Stranded pensioner mounts legal challenge against border closure
over 4 years in TT News day
STRANDED in Canada since February 2020, Radhikar Ramoutar, 74, wants to come home.
Her application for an exemption to return to her home at Tumpuna Road, Arima, has elicited no response.
Now the ailing pensioner is fighting back.
She has mounted a legal challenge against the ministers of Health and National Security, Terrence Deyalsingh and Stuart Young respectively, over their decision to close all ports of entry into Trinidad and Tobago. Attorney General Faris Al-Rawi may be joined in her lawsuit.
Her attorneys Dinesh Rambally, Kiel Taklalsingh, Stefan Ramkissoon and Rhea Khan have sent a pre-action protocol letter to both ministers to remove what the lawyers have called their “arbitrary, illegal and unlawful” policy on citizens’ entry to their homeland.
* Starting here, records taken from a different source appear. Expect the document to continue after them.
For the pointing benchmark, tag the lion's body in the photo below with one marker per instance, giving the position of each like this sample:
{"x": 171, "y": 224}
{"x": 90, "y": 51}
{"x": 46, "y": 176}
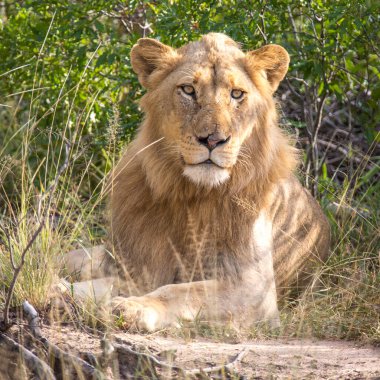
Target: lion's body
{"x": 204, "y": 203}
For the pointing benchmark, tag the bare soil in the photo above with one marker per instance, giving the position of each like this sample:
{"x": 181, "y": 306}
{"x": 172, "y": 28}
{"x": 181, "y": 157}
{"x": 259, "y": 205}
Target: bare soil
{"x": 265, "y": 359}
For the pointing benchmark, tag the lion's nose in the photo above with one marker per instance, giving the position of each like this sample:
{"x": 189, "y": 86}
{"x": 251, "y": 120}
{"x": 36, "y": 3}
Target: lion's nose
{"x": 212, "y": 141}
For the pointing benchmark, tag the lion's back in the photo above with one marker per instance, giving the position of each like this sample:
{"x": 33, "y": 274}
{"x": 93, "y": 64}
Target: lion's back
{"x": 301, "y": 234}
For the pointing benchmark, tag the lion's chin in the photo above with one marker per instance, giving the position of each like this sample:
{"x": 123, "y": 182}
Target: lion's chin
{"x": 206, "y": 174}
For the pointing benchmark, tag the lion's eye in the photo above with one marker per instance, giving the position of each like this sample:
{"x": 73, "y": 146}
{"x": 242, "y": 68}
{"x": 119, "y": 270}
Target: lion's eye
{"x": 188, "y": 90}
{"x": 237, "y": 94}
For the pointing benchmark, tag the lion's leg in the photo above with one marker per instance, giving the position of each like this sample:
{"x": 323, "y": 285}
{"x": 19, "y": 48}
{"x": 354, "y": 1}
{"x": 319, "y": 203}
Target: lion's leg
{"x": 250, "y": 300}
{"x": 246, "y": 300}
{"x": 99, "y": 290}
{"x": 89, "y": 263}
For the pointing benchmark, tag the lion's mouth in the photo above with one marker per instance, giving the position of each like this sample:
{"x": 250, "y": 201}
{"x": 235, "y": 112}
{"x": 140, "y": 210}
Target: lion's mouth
{"x": 207, "y": 162}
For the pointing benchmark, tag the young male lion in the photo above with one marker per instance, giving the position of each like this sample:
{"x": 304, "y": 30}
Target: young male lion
{"x": 206, "y": 217}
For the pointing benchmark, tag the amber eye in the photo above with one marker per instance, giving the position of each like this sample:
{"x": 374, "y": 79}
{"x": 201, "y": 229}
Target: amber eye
{"x": 188, "y": 90}
{"x": 237, "y": 94}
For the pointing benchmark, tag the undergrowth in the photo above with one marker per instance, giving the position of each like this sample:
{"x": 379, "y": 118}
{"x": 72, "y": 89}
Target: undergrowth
{"x": 53, "y": 174}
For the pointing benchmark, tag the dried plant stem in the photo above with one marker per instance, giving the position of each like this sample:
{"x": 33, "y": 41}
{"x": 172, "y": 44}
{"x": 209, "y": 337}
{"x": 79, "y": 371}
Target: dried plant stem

Rambally, an Opposition MP, told the Newsday Ramoutar who has a pacemaker, left for Canada close to a year ago to console and assist her daughter, whose husband had died.
He said her visit was for approximately two weeks and she took enough medication and finances for that period.
TT closed its borders in March to curb the spread of the covid19 virus, leaving many nationals in exile, including Ramoutar.
Rambally said Ramoutar, who also suffers from high blood pressure and had to be hospitalised in Canada, applied several times for an exemption to return home, as she had no medication. He said she also lost her pension because she was unable to present herself to prove she is alive.
Rambally said the Public Health Ordinance regulations are not only unconstitutional, but also unlawful and /or ultra vires the Public Health Ordinance and the Immigration Act.
He said there is contention over Section 105 of the Public Health Ordinance, which gives the minister wide powers to combat covid19, but closing ports of entry is not one such power.
The lawyers also contend that the minister “cannot lawfully use regulations, which are subsidiary legislation created by the executive, to amend, undermine or alter substantive benefits conferred to an/or enjoyed by Mrs Ramoutar and other citizens by primary legislation and/or the Constitution.”
He said the pre-action protocol letter argues that the use of these regulations, without parliamentary scrutiny, oversight and approval, to limit fundamental rights and freedoms is directly repugnant to society’s constitutional norms and values.